Warning: this blog contains spoilers for each season of True Detective, and touches on some of the show's plot points, which include sexual assault.





I’m still angry about Season 1 of True Detective.


It’s possible that I’ll always be angry about it.


I want to tear into the corpse of it and pick at the ribs of it and point, furiously, at the hollow that’s inside, shrieking and yelling, until someone comes and pats me on the back and tells me I’m not making things up, this really was bullshit of the highest order.
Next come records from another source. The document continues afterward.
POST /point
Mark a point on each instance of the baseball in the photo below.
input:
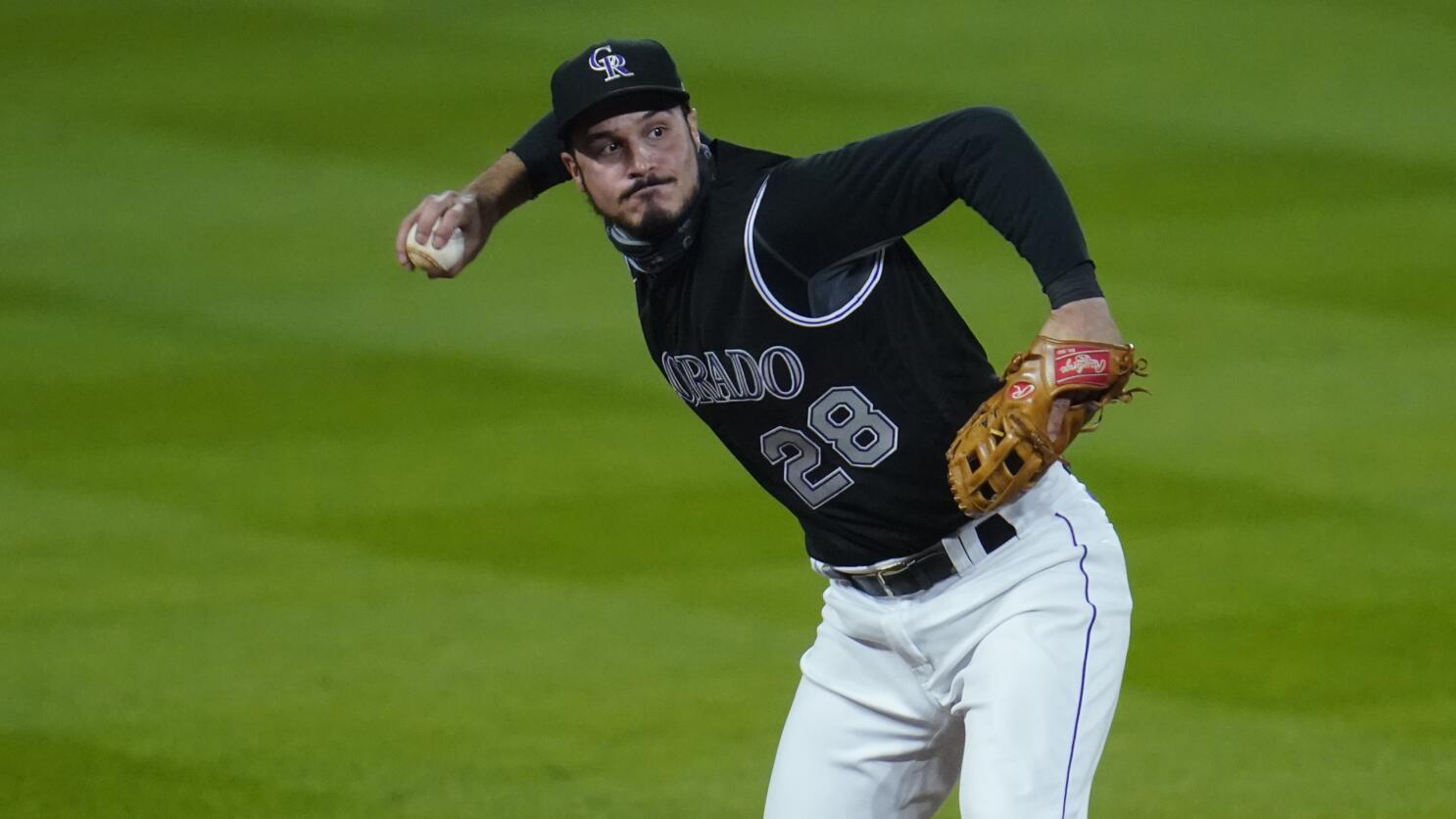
(436, 260)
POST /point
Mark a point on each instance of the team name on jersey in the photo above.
(734, 375)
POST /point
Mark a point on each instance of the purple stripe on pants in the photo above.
(1087, 651)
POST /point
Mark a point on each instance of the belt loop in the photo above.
(954, 546)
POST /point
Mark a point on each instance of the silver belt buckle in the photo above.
(880, 570)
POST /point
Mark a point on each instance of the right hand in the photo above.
(446, 213)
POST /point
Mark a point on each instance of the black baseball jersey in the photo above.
(804, 330)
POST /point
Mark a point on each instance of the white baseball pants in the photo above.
(1003, 677)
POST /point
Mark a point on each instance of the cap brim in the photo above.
(623, 101)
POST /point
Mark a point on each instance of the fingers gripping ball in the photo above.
(436, 260)
(1006, 446)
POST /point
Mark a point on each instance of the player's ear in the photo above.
(572, 169)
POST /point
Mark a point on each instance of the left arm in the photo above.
(824, 209)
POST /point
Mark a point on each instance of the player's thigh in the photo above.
(862, 738)
(1043, 684)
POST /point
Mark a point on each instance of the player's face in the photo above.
(640, 169)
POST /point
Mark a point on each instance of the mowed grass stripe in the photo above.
(284, 531)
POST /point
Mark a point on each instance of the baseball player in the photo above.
(974, 620)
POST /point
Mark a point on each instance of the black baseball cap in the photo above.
(611, 71)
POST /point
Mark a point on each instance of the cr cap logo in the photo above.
(613, 66)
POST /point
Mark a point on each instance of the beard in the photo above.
(656, 221)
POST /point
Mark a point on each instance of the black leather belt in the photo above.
(919, 572)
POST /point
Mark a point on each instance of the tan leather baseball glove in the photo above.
(1009, 443)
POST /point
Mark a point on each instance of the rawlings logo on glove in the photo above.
(1009, 443)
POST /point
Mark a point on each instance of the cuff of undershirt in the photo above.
(1073, 285)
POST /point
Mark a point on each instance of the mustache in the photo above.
(647, 182)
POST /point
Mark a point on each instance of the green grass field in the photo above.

I find it bizarre that despite all of the internet discussion and buzz around the show, we never really had proper closure about the way a prestige TV show clad itself deliberately in the trappings of cosmic, supernatural horror - in its plotting, in its themes, in highly explicit literary references, even in its music choices - and then, at long last, embarrassedly and illogically tossed its own genre influences to one side and pretended they weren’t important.


I’m angry, like so many irrationally angry people, because I feel let down.



 


Set the scene.


A pair of detectives - nearly allegorical opposites, Marty, the brute pretending to be a family man and Rust, the wounded soul pretending to be a detached and intellectual pessimist - stumble onto a woman’s naked body. Ritualistically arranged. Crowned with antlers. Stood before a tree in an empty meadow.
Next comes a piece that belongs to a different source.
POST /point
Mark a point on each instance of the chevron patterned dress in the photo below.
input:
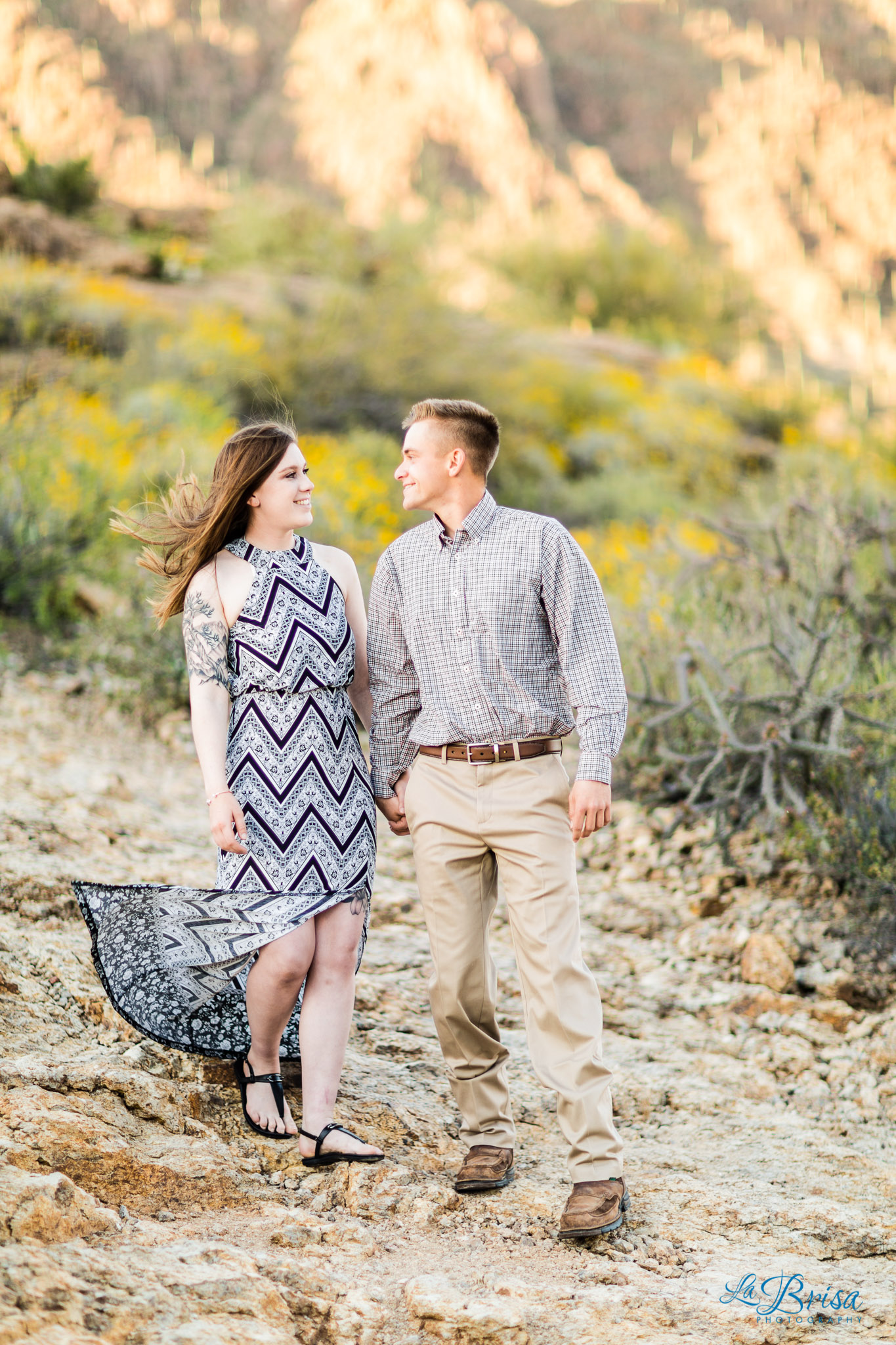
(174, 961)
“There’s a kind of culture here,” Rust drawls wondrously, although at this point, the beauty of the scene’s cinematography aside, we’re still in generic, tasteless backwoods sex-creep-killer territory (did Rust not watch any of those TV shows?)
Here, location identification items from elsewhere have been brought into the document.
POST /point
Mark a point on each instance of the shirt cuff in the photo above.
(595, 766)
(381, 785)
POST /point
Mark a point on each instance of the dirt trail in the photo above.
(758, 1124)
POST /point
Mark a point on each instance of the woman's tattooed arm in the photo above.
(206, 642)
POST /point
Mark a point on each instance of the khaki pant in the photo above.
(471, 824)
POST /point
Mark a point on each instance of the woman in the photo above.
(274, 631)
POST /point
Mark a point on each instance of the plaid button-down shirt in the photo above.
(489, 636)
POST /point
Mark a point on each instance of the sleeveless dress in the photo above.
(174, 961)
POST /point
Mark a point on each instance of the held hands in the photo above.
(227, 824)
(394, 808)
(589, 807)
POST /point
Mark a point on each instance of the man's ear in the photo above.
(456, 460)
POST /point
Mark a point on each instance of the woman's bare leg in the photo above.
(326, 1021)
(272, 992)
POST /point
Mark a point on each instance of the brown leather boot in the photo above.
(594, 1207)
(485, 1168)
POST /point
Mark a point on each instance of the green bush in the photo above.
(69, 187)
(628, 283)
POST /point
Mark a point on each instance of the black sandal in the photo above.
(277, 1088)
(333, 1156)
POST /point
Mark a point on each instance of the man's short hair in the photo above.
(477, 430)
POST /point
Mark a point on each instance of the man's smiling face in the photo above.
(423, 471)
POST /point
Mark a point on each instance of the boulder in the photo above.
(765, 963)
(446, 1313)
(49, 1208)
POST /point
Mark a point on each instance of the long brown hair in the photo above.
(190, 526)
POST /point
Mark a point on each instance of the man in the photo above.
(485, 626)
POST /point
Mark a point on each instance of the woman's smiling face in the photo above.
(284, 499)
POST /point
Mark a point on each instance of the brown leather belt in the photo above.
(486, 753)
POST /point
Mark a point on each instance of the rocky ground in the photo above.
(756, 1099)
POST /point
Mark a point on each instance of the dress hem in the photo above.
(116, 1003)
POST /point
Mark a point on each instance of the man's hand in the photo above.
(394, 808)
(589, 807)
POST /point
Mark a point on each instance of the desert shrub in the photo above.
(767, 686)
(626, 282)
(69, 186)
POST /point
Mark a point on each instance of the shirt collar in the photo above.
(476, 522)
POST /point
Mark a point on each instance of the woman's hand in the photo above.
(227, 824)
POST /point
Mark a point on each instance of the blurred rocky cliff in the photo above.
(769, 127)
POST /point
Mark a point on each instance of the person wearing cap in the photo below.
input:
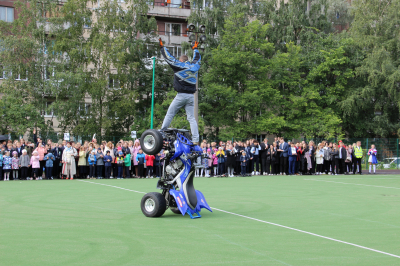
(68, 159)
(92, 163)
(243, 163)
(127, 162)
(107, 164)
(49, 158)
(35, 164)
(120, 164)
(99, 163)
(15, 165)
(24, 164)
Anyway, Rust and Marty get to investigating.


And what gradually becomes clear is that there is some kind of culture here, in the creeping and fungal sense.


Innocent witnesses, victims, and monstrous suspects alike, from all corners of the investigation, begin to randomly bark out bits of interconnected, visionary religious verse:


"Him that eats time, in his robe of stars...death is not the end.”

"I closed my eyes and I saw the King in Yellow moving through the forest."

“You’re in Carcosa now with me. He sees you.”


Marty’s daughter is arranging her dolls into ritualistic, sexually violent scenes and sketching out masked and naked men in her school notebook.


Strange paintings are left daubed on burnt-out church walls. Icons are distributed in outhouses and abandoned classrooms, like the marking of territory.


And the worst of it is that our detectives don’t seem to pick up on this. They don’t realise that there’s something larger at work, or speculate to each other about what the words might actually mean.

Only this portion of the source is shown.